Quantifying lumbar paraspinal intramuscular fat: Accuracy and reliability of automated thresholding models

N Am Spine Soc J. 2024 Jan 24:17:100313. doi: 10.1016/j.xnsj.2024.100313. eCollection 2024 Mar.

Abstract

Background: The reported level of lumbar paraspinal intramuscular fat (IMF) in people with low back pain (LBP) varies considerably across studies using conventional T1- and T2-weighted magnetic resonance imaging (MRI) sequences. This may be due to the different thresholding models employed to quantify IMF. In this study we investigated the accuracy and reliability of established (two-component) and novel (three-component) thresholding models to measure lumbar paraspinal IMF from T2-weighted MRI.

Methods: In this cross-sectional study, we included MRI scans from 30 people with LBP (50% female; mean (SD) age: 46.3 (15.0) years). Gaussian mixture modelling (GMM) and K-means clustering were used to quantify IMF bilaterally from the lumbar multifidus, erector spinae, and psoas major using two and three-component thresholding approaches (GMM2C; K-means2C; GMM3C; and K-means3C). Dixon fat-water MRI was used as the reference for IMF. Accuracy was measured using Bland-Altman analyses, and reliability was measured using ICC3,1. The mean absolute error between thresholding models was compared using repeated-measures ANOVA and post-hoc paired sample t-tests (α = 0.05).

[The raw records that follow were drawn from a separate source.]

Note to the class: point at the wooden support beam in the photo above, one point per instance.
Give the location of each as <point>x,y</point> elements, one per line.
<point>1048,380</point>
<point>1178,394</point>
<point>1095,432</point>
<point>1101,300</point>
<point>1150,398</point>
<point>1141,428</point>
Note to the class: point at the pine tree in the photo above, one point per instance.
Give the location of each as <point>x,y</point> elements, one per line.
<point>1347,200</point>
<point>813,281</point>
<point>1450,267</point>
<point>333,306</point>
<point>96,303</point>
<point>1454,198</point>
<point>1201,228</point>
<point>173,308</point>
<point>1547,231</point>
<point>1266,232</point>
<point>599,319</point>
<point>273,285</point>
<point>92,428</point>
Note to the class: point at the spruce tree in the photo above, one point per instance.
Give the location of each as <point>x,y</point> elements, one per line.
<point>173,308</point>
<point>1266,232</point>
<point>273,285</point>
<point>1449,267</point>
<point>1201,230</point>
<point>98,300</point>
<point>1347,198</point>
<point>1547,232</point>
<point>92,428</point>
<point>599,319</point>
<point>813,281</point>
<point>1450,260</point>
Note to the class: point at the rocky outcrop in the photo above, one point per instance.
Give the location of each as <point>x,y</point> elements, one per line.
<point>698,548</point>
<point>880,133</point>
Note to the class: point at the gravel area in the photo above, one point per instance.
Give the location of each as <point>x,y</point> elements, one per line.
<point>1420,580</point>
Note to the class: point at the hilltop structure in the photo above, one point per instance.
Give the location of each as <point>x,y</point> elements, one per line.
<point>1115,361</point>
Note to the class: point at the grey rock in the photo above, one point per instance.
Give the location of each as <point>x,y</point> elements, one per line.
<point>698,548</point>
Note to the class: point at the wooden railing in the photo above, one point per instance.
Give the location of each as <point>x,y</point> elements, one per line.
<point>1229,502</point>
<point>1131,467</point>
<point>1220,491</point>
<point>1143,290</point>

Results: We found poor reliability for K-means2C (ICC3,1 ≤ 0.38), moderate to good reliability for K-means3C (ICC3,1 ≥ 0.68), moderate reliability for GMM2C (ICC3,1 ≥ 0.63) and good reliability for GMM3C (ICC3,1 ≥ 0.77). The GMM (p < .001) and three-component models (p < .001) had smaller mean absolute errors than K-means and two-component models, respectively. None of the investigated models adequately quantified IMF for psoas major (ICC3,1 ≤ 0.01).

Conclusions: The performance of automated thresholding models is strongly dependent on the choice of algorithms, number of components, and muscle assessed. Compared to Dixon MRI, the GMM performed better than K-means and three-component performed better than two-component models for quantifying lumbar multifidus and erector spinae IMF. None of the investigated models accurately quantified IMF for psoas major. Future research is needed to investigate the performance of thresholding models in a more heterogeneous clinical dataset and across different sites and vendors.

Keywords: Adiposity; Back muscles; Low back pain; Machine learning; Magnetic resonance imaging; Thresholding.